The horrors of 2020 have no answers. But when I re-watched “The Good Place,” I realized that the show contained a few clues about how we should proceed in our own reality. One of the moral philosophy teachings that Chidi shares with Eleanor is the theory of contractualism, developed by the philosopher T. M. Scanlon in his book, What We Owe to Each Other. In his writing, Scanlon asserts that a good life depends on “the positive value of a way of living with others,” that we should govern life with rules that other people cannot reasonably reject, and that “the search for how to find those rules will go on forever.” Essentially, contractualism says that we owe it to other people to treat them in accordance with their value as living human beings. In “The Good Place”’s final episode, when Chidi wants to “die” and leave the Good Place because he no longer finds any happiness in a perfect eternity, Eleanor tries to stop him. After thinking about Scanlon's book, however, she tells him, “I proposed a rule that Chidis shouldn’t be allowed to leave because it would make Eleanors sad, and I could do this forever… and I’d still never find the justification for getting you to stay. Because it’s a selfish rule. I owe it to you to let you go.” Perhaps, like Eleanor, centering our decisions around the question of what we owe to each other is the clue to a better life, and a better future.

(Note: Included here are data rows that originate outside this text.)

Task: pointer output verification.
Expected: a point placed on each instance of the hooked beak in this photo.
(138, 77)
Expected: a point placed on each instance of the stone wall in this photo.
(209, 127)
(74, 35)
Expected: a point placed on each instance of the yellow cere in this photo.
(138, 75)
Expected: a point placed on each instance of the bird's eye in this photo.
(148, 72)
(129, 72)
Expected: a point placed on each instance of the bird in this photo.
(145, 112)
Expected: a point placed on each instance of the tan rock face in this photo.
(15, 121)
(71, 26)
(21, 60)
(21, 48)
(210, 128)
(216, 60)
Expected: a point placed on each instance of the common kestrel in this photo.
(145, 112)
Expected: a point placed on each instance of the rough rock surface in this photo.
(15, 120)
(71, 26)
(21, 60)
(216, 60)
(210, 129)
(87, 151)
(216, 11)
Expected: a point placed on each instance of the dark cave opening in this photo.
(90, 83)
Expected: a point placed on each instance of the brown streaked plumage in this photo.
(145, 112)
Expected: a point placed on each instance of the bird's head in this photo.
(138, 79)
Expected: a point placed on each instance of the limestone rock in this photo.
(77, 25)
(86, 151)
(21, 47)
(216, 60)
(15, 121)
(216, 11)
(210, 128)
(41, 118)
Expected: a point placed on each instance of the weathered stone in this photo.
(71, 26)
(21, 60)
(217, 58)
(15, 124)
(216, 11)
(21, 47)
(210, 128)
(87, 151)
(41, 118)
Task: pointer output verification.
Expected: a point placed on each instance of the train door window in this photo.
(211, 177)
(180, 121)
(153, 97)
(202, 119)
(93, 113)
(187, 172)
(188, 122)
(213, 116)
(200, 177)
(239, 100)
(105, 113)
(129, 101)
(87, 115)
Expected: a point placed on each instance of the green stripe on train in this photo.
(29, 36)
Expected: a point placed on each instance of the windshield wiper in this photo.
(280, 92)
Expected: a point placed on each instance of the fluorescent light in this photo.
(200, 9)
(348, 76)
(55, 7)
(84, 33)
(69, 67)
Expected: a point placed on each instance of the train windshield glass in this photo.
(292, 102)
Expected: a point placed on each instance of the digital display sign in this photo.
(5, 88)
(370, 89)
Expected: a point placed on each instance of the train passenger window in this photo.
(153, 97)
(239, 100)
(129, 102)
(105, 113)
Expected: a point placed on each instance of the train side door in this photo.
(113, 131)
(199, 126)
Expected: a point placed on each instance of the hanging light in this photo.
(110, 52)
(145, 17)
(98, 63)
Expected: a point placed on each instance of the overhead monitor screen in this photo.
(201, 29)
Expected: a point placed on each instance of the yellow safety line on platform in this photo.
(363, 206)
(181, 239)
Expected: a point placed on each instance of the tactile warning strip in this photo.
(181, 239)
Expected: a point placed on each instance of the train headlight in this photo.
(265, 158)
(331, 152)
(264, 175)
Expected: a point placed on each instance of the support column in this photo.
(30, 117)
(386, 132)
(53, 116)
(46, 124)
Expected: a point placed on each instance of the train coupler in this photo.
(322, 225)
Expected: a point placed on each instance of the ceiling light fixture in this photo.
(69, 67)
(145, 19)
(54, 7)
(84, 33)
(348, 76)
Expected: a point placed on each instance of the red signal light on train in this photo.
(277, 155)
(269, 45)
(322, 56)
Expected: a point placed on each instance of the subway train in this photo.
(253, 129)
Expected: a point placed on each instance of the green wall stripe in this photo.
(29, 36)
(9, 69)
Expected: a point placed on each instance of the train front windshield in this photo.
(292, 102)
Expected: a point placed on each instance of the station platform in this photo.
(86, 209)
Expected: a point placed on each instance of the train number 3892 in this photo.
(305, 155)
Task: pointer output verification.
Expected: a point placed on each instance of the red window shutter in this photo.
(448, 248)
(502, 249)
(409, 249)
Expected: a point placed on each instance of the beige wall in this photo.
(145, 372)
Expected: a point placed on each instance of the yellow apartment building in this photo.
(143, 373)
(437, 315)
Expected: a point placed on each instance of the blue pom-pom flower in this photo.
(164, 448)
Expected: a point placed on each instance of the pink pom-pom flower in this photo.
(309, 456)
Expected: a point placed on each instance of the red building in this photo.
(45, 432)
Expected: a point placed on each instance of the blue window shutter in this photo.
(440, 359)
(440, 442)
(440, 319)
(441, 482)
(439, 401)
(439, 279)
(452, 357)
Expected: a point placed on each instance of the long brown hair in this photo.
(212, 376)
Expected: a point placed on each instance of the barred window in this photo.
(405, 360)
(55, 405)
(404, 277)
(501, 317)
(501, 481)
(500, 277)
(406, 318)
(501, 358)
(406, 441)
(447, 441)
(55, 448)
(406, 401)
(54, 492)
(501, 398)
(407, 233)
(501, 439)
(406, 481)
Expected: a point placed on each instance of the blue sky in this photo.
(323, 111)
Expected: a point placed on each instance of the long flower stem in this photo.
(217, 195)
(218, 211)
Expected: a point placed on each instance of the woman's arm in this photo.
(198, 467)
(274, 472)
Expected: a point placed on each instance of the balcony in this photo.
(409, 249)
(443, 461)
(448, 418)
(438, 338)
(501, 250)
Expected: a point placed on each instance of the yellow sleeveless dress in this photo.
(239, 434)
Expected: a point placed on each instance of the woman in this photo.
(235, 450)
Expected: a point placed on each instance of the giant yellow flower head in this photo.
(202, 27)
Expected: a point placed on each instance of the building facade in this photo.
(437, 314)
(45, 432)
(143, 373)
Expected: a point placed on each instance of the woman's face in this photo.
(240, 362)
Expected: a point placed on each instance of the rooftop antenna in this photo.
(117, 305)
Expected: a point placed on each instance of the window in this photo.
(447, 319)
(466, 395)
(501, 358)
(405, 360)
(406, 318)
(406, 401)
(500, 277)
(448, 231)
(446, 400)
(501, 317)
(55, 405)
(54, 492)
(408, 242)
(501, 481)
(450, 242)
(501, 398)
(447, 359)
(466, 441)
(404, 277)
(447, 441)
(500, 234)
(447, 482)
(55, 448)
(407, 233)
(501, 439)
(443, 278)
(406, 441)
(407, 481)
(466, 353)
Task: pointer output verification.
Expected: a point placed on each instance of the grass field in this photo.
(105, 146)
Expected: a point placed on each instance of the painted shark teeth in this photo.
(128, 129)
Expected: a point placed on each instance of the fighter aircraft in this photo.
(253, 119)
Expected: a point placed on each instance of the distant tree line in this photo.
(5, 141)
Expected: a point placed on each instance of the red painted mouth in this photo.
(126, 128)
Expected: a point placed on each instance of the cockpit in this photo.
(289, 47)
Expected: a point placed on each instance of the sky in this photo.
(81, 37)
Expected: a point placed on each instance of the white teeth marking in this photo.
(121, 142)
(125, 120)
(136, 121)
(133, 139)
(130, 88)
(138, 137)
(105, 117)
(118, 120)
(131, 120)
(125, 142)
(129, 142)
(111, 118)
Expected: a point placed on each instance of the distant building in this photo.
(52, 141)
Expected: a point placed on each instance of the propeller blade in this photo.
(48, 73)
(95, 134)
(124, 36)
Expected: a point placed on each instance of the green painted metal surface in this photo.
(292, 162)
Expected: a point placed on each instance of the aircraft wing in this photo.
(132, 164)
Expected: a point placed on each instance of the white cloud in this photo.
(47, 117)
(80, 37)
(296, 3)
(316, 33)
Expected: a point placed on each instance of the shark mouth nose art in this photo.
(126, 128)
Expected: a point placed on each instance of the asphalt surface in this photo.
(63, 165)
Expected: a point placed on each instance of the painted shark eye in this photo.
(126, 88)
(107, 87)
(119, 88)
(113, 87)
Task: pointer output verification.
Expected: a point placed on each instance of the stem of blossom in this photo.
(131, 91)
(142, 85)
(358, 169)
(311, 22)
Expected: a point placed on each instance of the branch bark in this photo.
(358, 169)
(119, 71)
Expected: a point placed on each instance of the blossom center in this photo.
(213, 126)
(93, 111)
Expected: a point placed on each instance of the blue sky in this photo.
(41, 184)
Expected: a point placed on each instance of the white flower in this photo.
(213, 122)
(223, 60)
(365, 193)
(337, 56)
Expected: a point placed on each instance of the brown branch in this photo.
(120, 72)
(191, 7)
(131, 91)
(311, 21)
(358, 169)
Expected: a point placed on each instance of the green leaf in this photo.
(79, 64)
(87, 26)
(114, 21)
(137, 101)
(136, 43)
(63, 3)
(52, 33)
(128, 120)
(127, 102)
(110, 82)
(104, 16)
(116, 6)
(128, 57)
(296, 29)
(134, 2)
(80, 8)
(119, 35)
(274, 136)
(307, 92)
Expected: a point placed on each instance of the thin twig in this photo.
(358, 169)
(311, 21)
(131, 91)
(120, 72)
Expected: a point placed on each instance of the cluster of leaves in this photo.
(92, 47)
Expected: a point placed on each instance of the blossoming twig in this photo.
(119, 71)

So, how do we solve today’s problems? The real answer is in our relationships – what we can learn from each other, what we can do for each other and what we owe each other. For example, imagine a world where we are all able to decide to wear masks and practice social distancing, sacrificing temporary comfort or selfish desire in order to protect each other. Looking around, a reality centered around that sort of thinking feels very far away. This is partly because social distancing, while absolutely necessary to combat the coronavirus pandemic, has atrophied our social capabilities in ways that we cannot yet comprehend. And it is partly because of a despicable failure of leadership, which was evident just this week, when the president of a country with over 200,000 dead from the pandemic said that the coronavirus “affects virtually nobody.” But mostly, it’s because humans are fundamentally flawed. We have a tendency to fracture and fight amongst ourselves, and can be incapable of making collective decisions when given the choice of selfish ones. Certainly, the events of the past year have not inspired great faith in the human race. But if “The Good Place” teaches us anything, it’s that our only hope, small though it may be, is each other. Let’s hope it doesn’t take 800 eternal afterlives for us to figure that out.